What do y’all use to monitor many linux servers?

shootwhatsmyname@lemm.ee · 12 days ago

What do y’all use to monitor many linux servers?

Mora@pawb.social · 11 days ago

Beszel. Probably the easiest tool of all the mentioned in this thread.

dan@upvote.au · 4 days ago

I’m working on making it easier to install on Debian systems by creating a Debian package (and eventually a repo): https://github.com/henrygd/beszel/pull/497

JustARegularNerd@aussie.zone · 11 days ago

Seconded. My only complaint (which this might already be a feature I haven’t found yet) is it doesn’t seem to support multiple drives. But yes, it is shit easy to set up and has a beautiful UI

Mora@pawb.social · 11 days ago

Totally possible:

https://beszel.dev/guide/additional-disks

JustARegularNerd@aussie.zone · 11 days ago

I no longer have any complaints about Beszel. Thank you!
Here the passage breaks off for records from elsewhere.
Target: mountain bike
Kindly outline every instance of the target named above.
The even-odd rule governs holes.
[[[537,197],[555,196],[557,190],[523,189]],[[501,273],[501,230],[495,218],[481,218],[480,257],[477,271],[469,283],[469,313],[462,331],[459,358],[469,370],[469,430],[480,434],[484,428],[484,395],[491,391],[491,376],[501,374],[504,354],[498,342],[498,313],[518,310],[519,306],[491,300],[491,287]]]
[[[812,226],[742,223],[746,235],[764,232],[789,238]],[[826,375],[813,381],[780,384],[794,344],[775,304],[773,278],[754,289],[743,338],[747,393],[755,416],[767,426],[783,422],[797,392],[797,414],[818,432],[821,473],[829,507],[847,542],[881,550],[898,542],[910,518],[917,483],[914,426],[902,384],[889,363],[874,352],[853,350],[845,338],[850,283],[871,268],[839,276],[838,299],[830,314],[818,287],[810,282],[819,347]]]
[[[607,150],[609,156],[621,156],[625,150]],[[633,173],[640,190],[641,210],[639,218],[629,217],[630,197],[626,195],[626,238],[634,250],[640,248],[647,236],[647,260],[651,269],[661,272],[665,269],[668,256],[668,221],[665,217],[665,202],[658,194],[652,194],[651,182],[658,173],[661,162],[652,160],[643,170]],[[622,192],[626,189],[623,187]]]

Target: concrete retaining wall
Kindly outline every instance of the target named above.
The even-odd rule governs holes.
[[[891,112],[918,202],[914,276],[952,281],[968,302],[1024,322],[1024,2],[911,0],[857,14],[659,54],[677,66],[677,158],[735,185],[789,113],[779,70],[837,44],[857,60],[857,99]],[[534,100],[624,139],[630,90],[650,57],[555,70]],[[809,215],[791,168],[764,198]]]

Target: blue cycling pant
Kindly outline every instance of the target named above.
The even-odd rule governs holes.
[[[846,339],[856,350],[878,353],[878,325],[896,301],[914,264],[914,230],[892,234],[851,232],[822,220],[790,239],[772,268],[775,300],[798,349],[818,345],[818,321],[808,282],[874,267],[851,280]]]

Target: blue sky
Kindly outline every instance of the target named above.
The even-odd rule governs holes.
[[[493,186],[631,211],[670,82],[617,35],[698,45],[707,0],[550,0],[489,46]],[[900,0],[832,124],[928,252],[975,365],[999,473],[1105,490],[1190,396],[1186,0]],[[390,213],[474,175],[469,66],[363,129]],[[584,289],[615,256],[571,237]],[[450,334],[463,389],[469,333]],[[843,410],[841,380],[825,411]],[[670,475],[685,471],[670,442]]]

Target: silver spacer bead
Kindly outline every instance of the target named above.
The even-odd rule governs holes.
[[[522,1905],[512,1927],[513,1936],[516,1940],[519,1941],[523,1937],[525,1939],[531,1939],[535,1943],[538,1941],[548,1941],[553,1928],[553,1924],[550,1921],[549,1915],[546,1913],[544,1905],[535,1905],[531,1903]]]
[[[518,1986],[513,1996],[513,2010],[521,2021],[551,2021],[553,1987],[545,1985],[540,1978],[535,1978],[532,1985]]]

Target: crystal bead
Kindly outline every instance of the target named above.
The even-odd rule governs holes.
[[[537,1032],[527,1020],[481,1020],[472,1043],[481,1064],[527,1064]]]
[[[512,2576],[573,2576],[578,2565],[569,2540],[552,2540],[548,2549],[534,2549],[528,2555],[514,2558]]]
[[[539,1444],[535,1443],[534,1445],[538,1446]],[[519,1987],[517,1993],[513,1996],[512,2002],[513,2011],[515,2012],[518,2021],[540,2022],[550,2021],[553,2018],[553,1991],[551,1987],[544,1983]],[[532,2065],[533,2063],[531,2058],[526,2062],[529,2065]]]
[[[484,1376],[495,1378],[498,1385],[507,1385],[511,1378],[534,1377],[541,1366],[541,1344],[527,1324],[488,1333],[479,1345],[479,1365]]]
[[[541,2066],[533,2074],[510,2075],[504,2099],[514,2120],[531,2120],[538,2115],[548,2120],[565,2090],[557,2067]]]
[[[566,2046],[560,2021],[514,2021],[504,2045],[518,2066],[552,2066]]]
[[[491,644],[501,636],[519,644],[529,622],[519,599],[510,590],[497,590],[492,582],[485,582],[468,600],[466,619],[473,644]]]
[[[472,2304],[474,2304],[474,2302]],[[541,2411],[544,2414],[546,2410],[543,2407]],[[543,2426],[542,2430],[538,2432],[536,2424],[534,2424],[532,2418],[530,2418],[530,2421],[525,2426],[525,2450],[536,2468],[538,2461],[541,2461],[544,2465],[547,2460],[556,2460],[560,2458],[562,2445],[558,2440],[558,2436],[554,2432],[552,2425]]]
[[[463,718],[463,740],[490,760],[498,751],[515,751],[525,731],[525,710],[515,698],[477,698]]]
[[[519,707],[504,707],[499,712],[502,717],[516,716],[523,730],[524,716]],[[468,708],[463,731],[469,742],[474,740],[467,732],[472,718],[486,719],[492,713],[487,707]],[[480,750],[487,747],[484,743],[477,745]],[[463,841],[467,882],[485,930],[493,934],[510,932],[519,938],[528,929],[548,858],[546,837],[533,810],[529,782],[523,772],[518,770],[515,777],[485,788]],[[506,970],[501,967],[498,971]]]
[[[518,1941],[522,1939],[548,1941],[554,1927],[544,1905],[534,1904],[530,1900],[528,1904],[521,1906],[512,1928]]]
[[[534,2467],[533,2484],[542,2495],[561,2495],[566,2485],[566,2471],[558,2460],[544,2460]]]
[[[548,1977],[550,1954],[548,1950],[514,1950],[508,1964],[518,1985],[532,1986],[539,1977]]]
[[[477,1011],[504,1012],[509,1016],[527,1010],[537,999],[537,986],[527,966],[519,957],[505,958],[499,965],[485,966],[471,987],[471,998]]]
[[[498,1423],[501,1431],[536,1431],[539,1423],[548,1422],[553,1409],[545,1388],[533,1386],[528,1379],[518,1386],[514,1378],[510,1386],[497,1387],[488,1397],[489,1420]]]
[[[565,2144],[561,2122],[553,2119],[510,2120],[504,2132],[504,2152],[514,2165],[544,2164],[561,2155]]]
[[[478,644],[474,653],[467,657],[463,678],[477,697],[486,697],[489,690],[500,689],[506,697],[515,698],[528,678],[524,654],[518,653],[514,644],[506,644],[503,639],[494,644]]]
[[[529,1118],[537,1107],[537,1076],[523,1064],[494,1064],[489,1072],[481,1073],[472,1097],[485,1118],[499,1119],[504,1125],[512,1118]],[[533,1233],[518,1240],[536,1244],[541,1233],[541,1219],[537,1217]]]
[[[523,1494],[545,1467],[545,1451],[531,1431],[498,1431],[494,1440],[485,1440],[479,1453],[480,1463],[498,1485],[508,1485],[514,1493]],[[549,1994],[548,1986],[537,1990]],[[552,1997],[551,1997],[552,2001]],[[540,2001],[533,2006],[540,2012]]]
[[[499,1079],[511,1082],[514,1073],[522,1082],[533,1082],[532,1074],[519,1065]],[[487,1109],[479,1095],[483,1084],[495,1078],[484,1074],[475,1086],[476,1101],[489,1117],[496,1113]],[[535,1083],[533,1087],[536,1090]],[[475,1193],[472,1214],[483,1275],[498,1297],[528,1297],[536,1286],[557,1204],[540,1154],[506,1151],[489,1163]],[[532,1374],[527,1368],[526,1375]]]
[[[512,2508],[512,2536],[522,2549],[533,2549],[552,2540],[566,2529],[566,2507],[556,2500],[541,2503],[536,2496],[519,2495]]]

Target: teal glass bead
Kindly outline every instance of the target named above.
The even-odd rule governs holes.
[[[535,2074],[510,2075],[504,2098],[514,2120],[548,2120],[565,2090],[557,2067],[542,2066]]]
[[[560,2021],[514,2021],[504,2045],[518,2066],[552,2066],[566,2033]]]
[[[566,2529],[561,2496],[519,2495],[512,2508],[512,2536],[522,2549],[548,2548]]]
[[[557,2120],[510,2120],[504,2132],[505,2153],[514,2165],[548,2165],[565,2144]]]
reisub@discuss.tchncs.de · 12 days ago

Node exporter, Prometheus and grafana

dann [any]@hexbear.net · 11 days ago

This

static09@lemmy.world · 12 days ago

Check out Netdata or Zabbix.

Ozymandias1688@feddit.org · 12 days ago

Serverbox. https://github.com/lollipopkit/flutter_server_box

CaptSpify@lemmy.today · 12 days ago

https://en.m.wikipedia.org/wiki/Nagios

iii@mander.xyz · edit-2 12 days ago

uptime-kuma is what I use

loganb@lemmy.world · 12 days ago

I personally use CheckMK.

Offer a free “Raw” version.
Can be deployed with docker.
OSS

One thing is that it can be a lot to take in at first and took me a while to get used to it.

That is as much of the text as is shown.